I am sorry I was so full of my own life, I wasn’t interested in his. I didn’t perceive his attempt to apologize, to proffer an explanation about himself that might soften my memory. I don’t even remember the day, probably months later, that I picked up his manuscript and began reading:
Combat: My Worst Days
Christmas Eve, 1944. We went into an attack on the town of Hollar, Luxembourg. On the approach to the town, we came under mortar fire. They were the so called screaming meemies of WWI fame. The last I remember was seeing a large flash. I was knocked out by the concussion.

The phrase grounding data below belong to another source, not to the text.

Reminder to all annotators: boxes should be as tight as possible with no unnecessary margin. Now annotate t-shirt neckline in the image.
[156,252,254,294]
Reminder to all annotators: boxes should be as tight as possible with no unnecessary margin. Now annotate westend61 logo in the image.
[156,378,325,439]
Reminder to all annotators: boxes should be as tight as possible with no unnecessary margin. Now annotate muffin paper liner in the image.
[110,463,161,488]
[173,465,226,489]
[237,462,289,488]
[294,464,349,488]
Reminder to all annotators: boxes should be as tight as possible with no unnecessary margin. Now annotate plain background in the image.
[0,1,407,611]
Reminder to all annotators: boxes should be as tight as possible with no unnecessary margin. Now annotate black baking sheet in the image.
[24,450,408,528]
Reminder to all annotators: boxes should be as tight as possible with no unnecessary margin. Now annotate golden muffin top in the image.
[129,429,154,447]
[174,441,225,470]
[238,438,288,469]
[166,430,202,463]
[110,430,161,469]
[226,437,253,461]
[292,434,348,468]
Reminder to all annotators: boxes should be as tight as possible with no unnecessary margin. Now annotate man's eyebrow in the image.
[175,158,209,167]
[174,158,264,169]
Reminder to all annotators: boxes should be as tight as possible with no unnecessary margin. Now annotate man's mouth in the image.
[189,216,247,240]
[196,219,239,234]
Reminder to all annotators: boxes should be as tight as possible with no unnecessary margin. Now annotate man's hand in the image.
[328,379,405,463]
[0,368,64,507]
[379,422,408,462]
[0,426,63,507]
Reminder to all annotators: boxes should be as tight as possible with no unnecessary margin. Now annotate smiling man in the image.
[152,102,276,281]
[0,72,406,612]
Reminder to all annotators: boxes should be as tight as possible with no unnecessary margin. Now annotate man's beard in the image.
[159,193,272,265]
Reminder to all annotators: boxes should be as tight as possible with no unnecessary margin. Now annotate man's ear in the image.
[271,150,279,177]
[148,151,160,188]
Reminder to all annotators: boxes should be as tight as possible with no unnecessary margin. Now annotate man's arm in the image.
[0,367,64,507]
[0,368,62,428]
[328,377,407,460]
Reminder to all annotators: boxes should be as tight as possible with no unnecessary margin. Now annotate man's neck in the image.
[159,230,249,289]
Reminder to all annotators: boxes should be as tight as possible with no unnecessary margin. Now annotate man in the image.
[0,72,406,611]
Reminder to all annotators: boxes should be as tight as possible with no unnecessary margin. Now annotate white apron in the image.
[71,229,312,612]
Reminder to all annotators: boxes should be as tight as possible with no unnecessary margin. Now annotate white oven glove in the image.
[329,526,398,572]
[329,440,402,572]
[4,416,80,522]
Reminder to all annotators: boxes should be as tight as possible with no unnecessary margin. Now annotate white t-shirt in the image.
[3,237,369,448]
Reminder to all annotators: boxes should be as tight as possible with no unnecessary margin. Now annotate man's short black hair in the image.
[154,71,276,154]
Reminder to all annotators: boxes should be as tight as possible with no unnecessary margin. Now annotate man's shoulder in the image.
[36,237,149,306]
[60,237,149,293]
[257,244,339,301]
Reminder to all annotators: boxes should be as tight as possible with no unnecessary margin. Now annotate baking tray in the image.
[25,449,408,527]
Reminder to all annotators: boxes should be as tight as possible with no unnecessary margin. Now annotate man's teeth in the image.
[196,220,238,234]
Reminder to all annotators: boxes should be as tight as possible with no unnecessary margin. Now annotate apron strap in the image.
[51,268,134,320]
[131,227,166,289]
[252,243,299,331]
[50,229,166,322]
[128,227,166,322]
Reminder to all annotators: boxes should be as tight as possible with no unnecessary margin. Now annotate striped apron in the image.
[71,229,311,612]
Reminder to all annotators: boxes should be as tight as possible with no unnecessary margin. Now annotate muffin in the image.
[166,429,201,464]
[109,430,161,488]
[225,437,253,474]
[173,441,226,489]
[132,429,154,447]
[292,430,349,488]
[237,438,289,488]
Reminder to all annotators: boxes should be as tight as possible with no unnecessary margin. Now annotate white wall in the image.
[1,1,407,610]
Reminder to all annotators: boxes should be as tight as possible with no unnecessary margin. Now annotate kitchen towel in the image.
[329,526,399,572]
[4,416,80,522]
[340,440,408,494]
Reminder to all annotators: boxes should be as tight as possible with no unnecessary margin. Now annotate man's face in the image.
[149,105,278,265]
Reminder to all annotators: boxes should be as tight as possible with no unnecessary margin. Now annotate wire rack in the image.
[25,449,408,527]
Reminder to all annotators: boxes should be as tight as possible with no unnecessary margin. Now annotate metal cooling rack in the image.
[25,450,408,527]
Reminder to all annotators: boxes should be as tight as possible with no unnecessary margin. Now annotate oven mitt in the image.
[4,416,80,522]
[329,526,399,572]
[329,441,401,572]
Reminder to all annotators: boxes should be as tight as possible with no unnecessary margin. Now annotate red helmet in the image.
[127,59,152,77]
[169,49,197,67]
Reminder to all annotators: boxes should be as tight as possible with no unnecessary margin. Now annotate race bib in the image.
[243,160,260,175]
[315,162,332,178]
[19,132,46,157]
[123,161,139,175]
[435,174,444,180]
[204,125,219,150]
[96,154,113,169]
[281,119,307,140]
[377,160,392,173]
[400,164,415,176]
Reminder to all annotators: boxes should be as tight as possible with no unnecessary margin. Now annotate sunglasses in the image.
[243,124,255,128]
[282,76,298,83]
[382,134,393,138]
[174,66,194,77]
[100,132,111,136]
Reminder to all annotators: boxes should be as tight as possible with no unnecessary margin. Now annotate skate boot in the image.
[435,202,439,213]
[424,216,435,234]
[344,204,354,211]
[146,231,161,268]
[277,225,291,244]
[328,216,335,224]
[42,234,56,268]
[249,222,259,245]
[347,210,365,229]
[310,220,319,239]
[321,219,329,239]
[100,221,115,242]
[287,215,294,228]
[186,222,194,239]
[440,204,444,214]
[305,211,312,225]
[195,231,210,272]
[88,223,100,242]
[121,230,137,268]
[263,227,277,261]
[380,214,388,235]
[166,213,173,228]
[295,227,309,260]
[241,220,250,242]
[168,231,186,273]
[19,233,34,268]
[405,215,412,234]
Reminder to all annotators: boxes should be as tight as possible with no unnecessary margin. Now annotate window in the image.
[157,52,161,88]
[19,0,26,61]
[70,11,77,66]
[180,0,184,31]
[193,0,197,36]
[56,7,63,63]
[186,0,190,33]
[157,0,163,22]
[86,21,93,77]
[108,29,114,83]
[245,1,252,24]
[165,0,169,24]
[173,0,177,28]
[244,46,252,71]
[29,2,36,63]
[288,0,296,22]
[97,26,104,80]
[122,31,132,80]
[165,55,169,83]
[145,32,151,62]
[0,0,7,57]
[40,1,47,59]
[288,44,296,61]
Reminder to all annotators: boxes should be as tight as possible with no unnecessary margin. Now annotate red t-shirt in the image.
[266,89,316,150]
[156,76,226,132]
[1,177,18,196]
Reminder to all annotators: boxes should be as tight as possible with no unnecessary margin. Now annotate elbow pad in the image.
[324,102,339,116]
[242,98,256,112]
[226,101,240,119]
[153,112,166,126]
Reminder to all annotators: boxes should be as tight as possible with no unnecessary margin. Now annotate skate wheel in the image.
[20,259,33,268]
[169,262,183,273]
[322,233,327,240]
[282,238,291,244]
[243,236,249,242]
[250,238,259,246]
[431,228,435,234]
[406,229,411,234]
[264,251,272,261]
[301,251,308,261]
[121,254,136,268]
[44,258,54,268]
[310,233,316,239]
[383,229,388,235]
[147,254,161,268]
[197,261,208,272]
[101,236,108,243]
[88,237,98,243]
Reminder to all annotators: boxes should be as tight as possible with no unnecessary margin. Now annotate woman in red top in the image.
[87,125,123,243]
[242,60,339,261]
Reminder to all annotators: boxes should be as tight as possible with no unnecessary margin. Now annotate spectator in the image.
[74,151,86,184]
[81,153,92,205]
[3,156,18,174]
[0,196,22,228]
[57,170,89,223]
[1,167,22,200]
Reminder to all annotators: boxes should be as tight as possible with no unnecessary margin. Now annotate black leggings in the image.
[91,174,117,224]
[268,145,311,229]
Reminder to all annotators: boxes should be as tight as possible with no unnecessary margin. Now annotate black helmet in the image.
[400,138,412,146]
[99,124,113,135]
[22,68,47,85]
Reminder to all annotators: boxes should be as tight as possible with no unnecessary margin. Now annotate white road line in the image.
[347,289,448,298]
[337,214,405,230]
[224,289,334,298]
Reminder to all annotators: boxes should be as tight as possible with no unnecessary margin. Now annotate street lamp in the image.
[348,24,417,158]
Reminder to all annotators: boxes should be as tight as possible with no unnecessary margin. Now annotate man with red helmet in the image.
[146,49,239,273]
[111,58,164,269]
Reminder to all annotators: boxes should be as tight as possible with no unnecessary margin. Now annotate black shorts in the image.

The Day after Christmas, 1944. My daughter Barbara's birthday. We were awakened about 2:00 A.M.  Ate a K- ration breakfast in a stable.  I sat on a dead hog. I was in dread of this day. I did not want to be killed on my daughter's birthday. `
He wasn’t killed on that day, or on any of the many others that he spent crawling through snow camouflaged by a sheet over his helmet, sleeping in holes and in barns, with dead animals, with dead men. But the juxtaposition of the soldier and the father, of the giver or taker of life, followed him long after the war ended. Sometimes the edges bled together leaving him frustrated and speechless.
He had been an infantryman, that frontline class of soldiers who suffered such severe hardships and casualties that they were awarded a special badge of honor. He earned his Combat Infantry Badge in the Battle of the Bulge as a replacement for the Fifth Division in the Third Army, “Patton’s Blood.” With each man replaced, he considered his own finite time. His newly expressed fears spilled onto the page:
I think the worst part was the waiting to go into the attack. At that time you had to face your God with the realization that you and He could be looking at each other very soon. Once the shooting started, you were too busy to think about much except staying alive. However, after seeing a lot of my friends killed, I began to think as each one left it was coming nearer and nearer to my turn and my nerves began to leave me. I fully believe it was only the grace of God and some of the skills I learned hunting deer in Vermont that brought me through.
I tried to superimpose the images from those pages on my own children, themselves older than the twenty-five years he was at the time, but I could find no place of familiarity. None of them had lived outside in the snow and cold and gone without a bath for over two months. None of them had slept in a slit trench, arms wrapped around a buddy to keep warm, only to witness that same buddy’s helmet fly off his head, and his lifeblood stain the foreign snow the next day. None of them had to face a solitary enemy soldier one lonely night and decide whether to kill or let live.
 He titled his story The Battle of the Bulge: As Seen Through the Eyes of One GI Who Was There. Perhaps he was offering us a personalized version of war. But it wasn’t just a long-ago foreign war I was seeing through someone else’s eyes. The morning sun spread across the pages as I read. None of the events in our lives had changed; they just looked different caught in this light.
 I finished reading the last page, page twenty-one, and gave my own silent salute to this soldier, my father.